Plusieurs anciens dignitaires libyens ont aussi parlé. C’est le cas d’Abdallah Senoussi, l’ancien directeur du renseignement militaire de Kadhafi. De Bechir Saleh, son ancien directeur de cabinet, blessé par balle en Afrique du Sud. Sans parler de Choukri Ghanem, l’ancien ministre du Pétrole, dont le corps a été retrouvé en 2012 dans le Danube, à Vienne. Dans des carnets, cet homme avait évoqué plusieurs versements. Sans parler du fils de Kadhafi lui-même, Saïf al-Islam, qui avait lancé en pleine guerre de Libye en 2011: «Que Sarkozy rende l’argent.» Un intermédiaire proche des réseaux Sarkozy, Alexandre Djouhri, a par ailleurs été arrêté à Londres en janvier. La France demande son extradition. Troublant aussi: piégés par des écoutes téléphoniques, des proches de Nicolas Sarkozy semblent redouter l’affaire.

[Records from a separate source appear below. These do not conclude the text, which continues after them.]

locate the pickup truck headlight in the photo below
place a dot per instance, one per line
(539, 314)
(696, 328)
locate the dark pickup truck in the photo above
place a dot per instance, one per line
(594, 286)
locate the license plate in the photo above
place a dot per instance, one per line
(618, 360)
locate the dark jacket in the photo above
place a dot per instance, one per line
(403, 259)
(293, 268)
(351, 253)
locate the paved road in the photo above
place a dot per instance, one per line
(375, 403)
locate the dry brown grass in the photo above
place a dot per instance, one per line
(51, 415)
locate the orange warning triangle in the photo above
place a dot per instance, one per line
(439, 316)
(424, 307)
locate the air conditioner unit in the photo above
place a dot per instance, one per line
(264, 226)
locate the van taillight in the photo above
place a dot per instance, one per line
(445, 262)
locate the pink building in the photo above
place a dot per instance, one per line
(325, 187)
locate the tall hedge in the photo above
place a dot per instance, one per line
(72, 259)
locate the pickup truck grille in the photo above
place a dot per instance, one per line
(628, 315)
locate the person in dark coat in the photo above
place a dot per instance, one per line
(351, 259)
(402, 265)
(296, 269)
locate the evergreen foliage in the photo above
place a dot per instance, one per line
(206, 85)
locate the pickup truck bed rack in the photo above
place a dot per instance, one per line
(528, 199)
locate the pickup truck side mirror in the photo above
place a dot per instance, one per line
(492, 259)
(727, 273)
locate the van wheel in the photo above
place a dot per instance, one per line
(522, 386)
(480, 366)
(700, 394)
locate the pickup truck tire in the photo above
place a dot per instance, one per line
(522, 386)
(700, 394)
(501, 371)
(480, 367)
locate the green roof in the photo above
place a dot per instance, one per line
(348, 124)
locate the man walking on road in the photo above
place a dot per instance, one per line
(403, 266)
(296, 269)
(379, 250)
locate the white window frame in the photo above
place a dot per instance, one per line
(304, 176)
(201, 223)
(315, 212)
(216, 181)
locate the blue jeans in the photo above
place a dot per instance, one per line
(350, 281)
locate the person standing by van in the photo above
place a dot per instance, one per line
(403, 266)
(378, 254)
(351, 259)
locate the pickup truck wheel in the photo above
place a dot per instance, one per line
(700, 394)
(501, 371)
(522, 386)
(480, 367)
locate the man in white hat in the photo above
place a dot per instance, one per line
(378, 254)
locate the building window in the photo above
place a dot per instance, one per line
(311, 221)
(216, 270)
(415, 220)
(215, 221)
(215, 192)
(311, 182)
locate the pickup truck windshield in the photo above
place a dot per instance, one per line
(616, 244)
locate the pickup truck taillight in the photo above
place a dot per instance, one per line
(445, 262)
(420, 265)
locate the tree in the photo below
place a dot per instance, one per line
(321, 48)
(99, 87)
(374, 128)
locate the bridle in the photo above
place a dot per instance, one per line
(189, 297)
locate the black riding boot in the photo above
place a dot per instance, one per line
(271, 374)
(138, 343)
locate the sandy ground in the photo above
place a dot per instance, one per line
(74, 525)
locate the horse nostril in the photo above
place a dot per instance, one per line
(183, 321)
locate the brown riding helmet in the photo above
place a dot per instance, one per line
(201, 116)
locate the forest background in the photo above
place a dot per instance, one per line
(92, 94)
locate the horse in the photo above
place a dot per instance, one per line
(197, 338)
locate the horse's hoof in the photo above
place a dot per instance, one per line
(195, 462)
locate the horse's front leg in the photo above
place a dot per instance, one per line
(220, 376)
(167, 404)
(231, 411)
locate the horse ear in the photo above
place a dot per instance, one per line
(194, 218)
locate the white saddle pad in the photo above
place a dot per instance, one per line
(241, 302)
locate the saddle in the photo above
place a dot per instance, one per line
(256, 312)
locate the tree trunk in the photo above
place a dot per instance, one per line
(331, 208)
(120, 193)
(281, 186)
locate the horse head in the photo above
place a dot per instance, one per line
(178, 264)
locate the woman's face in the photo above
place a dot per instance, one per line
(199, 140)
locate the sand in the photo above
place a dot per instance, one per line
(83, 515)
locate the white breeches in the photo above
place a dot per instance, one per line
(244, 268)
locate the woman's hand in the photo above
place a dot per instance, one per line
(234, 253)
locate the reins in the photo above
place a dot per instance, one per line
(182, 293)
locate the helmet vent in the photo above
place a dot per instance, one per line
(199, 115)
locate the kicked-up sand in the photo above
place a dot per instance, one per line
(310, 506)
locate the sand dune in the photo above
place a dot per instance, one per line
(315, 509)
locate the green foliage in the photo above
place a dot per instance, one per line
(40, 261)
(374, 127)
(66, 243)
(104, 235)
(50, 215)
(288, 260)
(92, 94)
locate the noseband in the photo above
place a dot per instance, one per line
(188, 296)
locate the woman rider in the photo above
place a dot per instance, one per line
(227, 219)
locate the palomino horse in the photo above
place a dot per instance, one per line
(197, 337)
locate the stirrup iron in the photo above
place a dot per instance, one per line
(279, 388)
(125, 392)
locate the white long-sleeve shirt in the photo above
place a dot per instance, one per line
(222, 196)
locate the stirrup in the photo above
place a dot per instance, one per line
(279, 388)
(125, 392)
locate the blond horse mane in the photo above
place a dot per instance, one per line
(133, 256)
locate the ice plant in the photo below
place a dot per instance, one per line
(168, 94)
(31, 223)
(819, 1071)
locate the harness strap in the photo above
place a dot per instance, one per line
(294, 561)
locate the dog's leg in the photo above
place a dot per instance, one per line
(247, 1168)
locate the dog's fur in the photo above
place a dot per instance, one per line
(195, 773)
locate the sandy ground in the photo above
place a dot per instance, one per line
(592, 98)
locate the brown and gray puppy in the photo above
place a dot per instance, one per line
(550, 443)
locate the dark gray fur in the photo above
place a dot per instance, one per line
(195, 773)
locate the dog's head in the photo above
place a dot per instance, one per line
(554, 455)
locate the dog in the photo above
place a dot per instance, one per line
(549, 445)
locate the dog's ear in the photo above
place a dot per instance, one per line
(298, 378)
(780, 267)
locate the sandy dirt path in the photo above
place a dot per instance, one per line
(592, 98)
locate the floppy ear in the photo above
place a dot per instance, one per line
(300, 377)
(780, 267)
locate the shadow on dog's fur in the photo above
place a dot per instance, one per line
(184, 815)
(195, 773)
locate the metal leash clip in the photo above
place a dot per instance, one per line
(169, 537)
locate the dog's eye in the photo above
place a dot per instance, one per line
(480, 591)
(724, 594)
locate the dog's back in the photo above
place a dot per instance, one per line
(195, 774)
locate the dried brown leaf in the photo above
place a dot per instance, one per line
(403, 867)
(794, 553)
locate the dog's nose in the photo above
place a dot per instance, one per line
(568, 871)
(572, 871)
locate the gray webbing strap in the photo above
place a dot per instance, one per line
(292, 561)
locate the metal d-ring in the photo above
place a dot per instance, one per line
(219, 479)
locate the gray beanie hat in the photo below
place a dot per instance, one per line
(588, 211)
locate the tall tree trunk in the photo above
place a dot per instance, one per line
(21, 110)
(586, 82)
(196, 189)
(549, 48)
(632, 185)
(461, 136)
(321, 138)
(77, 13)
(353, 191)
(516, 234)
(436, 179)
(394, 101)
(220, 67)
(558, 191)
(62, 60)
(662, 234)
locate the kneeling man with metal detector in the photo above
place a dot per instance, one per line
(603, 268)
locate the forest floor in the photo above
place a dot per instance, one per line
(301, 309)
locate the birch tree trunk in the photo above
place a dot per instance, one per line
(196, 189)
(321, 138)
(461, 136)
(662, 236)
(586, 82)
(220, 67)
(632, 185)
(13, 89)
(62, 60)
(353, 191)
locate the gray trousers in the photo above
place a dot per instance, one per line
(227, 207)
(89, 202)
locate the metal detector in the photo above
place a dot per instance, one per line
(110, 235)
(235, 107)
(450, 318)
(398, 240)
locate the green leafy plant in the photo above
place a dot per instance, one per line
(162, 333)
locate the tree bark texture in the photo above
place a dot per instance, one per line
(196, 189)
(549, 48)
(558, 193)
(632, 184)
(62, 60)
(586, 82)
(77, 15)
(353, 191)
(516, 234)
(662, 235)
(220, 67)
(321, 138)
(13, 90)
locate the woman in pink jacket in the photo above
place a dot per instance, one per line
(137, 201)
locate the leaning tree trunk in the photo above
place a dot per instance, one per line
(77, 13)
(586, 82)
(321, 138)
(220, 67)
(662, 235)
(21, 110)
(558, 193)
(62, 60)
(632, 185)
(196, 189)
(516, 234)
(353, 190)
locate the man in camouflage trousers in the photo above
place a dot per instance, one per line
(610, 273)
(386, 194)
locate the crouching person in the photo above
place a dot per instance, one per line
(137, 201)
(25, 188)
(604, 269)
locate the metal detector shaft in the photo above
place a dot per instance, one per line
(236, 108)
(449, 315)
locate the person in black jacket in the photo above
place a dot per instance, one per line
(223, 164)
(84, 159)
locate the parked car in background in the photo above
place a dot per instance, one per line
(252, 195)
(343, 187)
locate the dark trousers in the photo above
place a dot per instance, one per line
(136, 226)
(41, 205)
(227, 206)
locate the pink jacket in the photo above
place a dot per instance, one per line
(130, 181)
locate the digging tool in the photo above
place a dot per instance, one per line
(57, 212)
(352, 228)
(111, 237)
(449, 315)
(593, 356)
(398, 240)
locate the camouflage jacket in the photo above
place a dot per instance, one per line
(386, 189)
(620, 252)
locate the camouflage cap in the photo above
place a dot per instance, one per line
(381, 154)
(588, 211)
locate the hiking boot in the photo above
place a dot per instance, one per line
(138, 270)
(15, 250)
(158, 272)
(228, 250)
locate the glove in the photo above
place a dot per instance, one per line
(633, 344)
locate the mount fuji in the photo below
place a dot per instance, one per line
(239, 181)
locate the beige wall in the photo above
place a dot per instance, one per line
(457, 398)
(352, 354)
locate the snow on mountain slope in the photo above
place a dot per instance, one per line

Les soupçons qui pèsent sur un possible financement libyen de la campagne présidentielle de 2007 donnent un relief particulier à certains épisodes de l’histoire: la négociation, menée par Claude Guéant et Cécilia Sarkozy elle-même, pour la libération des infirmières bulgares détenues par le régime de Kadhafi, dès l’été 2007, ou la réception en très grande pompe du raïs libyen à Paris en décembre de la même année avant que la France ne participe finalement en 2011 à la guerre durant laquelle il a trouvé la mort.
À l’issue de sa garde à vue, Nicolas Sarkozy pourrait être mis en examen. À 63 ans, l’ancien président n’en a décidément pas fini avec les affaires.